Dans la création et l’évolution du mythe beethovenien, il est essentiel également de comprendre la récupération politique, souvent contradictoire, et les idéaux révolutionnaires aux XIXe et XXe siècles qui se sont mêlés à l’image du compositeur.

Après la constitution de l'empire allemand en 1870, Beethoven devient l’une des figures principales du patrimoine national. Pour le chancelier Otto von Bismarck, principal artisan de l’unité allemande, la musique de Beethoven incarne parfaitement les valeurs de sa vision politique, au point de rebaptiser la Symphonie no.9 la Symphonie Bismarck. En France, le même compositeur est applaudi pour son esprit révolutionnaire, incarnant les valeurs idéologiques républicaines.

Au cours de la Première Guerre mondiale, les interprétations de Beethoven fragmentent la République de Weimar : chaque faction formule sa propre interprétation des valeurs exprimées du compositeur.
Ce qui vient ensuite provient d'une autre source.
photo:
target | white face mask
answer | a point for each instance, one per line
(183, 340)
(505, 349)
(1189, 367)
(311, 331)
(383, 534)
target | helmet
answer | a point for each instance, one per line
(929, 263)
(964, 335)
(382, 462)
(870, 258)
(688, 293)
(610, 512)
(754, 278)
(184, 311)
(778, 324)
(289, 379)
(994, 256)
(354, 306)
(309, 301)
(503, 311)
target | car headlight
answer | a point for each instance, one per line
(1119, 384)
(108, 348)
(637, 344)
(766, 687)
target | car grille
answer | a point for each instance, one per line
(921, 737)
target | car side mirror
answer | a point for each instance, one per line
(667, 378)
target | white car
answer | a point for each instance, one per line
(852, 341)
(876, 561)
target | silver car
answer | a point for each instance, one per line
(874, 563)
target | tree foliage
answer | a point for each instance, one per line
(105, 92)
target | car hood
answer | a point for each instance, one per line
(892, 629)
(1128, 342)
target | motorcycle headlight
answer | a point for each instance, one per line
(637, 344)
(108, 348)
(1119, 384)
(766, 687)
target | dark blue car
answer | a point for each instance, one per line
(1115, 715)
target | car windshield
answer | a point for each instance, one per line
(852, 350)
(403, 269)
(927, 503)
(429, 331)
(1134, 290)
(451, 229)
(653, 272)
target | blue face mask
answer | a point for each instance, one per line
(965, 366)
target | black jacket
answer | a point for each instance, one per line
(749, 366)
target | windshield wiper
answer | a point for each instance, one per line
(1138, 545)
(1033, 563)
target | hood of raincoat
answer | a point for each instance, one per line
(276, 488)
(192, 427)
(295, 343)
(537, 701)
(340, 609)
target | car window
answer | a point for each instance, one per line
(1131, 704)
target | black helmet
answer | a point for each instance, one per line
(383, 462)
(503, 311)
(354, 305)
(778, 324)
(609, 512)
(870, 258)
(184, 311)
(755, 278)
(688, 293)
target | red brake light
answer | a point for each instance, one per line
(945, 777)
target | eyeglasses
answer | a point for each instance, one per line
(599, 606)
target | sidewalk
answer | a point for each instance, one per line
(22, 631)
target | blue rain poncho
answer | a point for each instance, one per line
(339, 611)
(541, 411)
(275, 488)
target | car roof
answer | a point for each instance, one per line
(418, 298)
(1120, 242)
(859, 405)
Plus tard, alors que le régime nazi se sert de l’aura beethovenienne comme représentation symbolique de la suprématie aryenne, et que la propagande soviétique souligne de son côté l’esprit révolutionnaire de Beethoven, l’Angleterre fait sonner l’ouverture de la Symphonie n°5 comme représentation symbolique d’une victoire face aux forces allemandes.

Dans l'euphorie du bicentenaire de la naissance de Beethoven en 1970, le Conseil de l’Europe choisit d’adopter comme hymne le dernier mouvement de la Symphonie n°9, la célèbre Ode à la joie. L'hymne officiellement adopté par les Communautés européennes en 1986, Ludwig van Beethoven incarne alors l’unité politique internationale.

Exploitées pour promouvoir diverses idées et valeurs, la vie et l’œuvre de Beethoven ont été constamment appropriées et réinventées à des fins non seulement sociales mais aussi nationalistes et politiques, au point que l’homme et le mythe sont aujourd’hui inséparables, preuve de la complexité et de la durabilité de son héritage. Ce n'est qu'en désacralisant l’aura de Ludwig van Beethoven, la figure cachée derrière le mythe, que l'on perçoit l'homme au cœur de la légende.